Stakeholders from Delta and Bayelsa states have emphasized the significance of addressing the recurring conflicts between farmers and herders through continuous dialogue and collaboration. these stakeholders stressed that fostering understanding and appropriate actions against wrongdoers could help mitigate these clashes.

Recognizing the interdependence of herders and farmers within the ecosystem, the stakeholders underscored the importance of preserving each other’s interests. They expressed concern that the continual destruction of farmlands by cattle could escalate tensions and hostility towards herders. As a solution, they urged residents to involve security agencies when infractions occur, rather than resorting to vigilantism.
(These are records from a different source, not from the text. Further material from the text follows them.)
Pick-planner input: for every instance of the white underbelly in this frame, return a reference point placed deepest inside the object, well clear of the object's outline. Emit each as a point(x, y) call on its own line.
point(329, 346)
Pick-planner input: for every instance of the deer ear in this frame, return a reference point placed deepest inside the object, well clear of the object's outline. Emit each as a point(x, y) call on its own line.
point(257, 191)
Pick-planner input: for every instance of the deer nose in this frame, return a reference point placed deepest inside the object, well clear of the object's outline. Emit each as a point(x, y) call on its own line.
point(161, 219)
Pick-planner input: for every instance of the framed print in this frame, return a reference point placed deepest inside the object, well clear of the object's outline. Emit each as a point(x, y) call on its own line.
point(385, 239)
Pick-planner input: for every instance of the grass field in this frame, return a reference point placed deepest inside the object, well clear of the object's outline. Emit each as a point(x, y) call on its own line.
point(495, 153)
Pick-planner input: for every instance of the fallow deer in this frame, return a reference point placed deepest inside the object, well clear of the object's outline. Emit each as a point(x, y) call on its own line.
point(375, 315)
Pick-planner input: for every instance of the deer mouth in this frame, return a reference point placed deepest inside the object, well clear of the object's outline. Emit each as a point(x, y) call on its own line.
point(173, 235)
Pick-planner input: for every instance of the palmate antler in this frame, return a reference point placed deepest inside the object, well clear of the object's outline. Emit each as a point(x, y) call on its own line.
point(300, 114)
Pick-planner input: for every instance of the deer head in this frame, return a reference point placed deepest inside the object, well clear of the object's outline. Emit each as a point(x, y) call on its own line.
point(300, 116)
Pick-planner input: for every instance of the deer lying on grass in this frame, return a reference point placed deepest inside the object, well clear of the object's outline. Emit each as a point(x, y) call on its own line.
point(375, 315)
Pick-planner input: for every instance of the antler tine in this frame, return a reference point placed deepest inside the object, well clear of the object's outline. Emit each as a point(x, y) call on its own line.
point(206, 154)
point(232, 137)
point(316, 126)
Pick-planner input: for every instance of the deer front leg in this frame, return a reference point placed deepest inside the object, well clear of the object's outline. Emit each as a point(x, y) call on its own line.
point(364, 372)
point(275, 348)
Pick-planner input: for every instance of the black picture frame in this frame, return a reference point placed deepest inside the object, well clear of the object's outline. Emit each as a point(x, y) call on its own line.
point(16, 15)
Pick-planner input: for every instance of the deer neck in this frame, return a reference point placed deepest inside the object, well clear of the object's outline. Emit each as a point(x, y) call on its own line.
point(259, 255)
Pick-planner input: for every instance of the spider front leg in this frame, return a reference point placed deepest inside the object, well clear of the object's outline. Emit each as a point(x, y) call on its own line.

Dr. Festus Ebimo, a lecturer at the Federal University Otuoke, Bayelsa, highlighted the need for swift action by security agencies to prevent the situation from escalating into a crisis. He raised concerns about the potential impact on communities like Elebele, Zarama, Nedugo-Agbia, and others, which may experience food shortages due to farmers abandoning their fields due to fear.

Chief Gift Oru, a community leader in Otuoke, emphasized the importance of proactive measures by security agencies to hold herders accountable for damaging farms. He referenced incidents where herders allegedly attacked locals, emphasizing the necessity of curbing such situations before they escalate into severe conflicts.

Chief Mrs. Duenize Ogon, a woman leader in Agudama-Epie community, stressed the role of both security agencies and the government in finding a lasting solution to the farmers-herders rift. She highlighted ongoing efforts by the Divisional Police Officer in Akenfa to collaborate with the community and encouraged patience as solutions are sought.

In Delta, the Nigeria Security and Civil Defence Corps (NSCDC) intervened in the dispute between farmers and herders in Obetim-Uno community, Ndokwa East LGA. The NSCDC Commandant in the state, Suleiman Jimoh, outlined the command’s approach, which includes mediating between community leaders and herders. Jimoh highlighted the importance of holding herders accountable for crop destruction and urged communities to report incidents rather than taking matters into their own hands.

Overall, these stakeholders emphasize the need for dialogue, collaboration, and effective security measures to address the persistent challenges posed by clashes between farmers and herders in the region.